Artist Statement
BETWIXT
This body of work explores the shifting parameters, structure, and physicality of the concept of home. In this era of pandemics and climate change, the works depict an uneasy association between humanity and nature.
In a globe where humans and nature are growing both displaced and interconnected at an alarming rate, I create anxious fantasies that are suspended somewhere between the imaginary worlds of isolated human communities and pure nature. I find this fantasy both alluring and fearful, magical and threatening, where I yearn to move back in time to an idyllic, unadulterated environment, and at the same time dread being overpowered by it.
As an American living and raising daughters in Mexico, I use the influence of surrealism and magical realism in these semi-autobiographical works. I combine photos of my daughters and myself with imagery of nature, birds and nests that surround us.
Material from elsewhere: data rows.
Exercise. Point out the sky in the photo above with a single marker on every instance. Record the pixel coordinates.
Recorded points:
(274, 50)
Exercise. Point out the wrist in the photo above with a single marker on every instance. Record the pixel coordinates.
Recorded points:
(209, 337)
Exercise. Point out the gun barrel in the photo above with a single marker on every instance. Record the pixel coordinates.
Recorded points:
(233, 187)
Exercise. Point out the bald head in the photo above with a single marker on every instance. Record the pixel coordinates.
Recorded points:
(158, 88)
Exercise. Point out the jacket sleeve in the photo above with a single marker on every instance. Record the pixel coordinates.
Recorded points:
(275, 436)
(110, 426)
I juxtapose these elements to express the fragile and changing nature of raising teenagers in the midst of a pandemic and the prominence of climate change. Psychologically, the works express a conflicted yearning for and fear of both wildness and domesticity, my conflicting desires for freedom and control.
​I began this series at a time of two conflated events: the loss of the house in which I raised my two daughters, and my trajectory toward an empty nest as my children move into and through their teenage years. Birds symbolize the yearning for freedom, and the nest represents the fragility and temporal nature of home.
​Each work contains anywhere from 2 to 20+ images, which I have overlaid, altered, repeated, and blended together on the computer. I select images of both of my daughters and myself, and combine them with landscapes we have traveled, nests I have found near our home, and birds, some of which we have seen, others which my children found dying and which I scanned postmortem. The photographs I choose to use in each piece are not chronological: I combine photographs taken many years apart.
​Each compilation is like a dream to me. I start with one or two photos that hold personal meaning, and then add elements in an organic, unpremeditated way. As I work my imagination opens. I allow myself the freedom of letting each photograph and blend of photographs guide me. Every element that I add reveals another image or texture needed. I search through my personal library, and/or go out and photograph the things I feel the composition needs. As I add new images I take others away. The process moves forward and backward in a laborious but compelling path, each addition and subtraction of elements leading me onward. I seek a balance between recognition and implausibility in compositions that suspend a sense of reality and invite something new. I add many layers of black and white toned hues to add to the richness and otherworldly quality of the imagery. When the composition feels right I modify the elements to make them seamless and believable in the way a dream is believable: irrational but emotionally potent.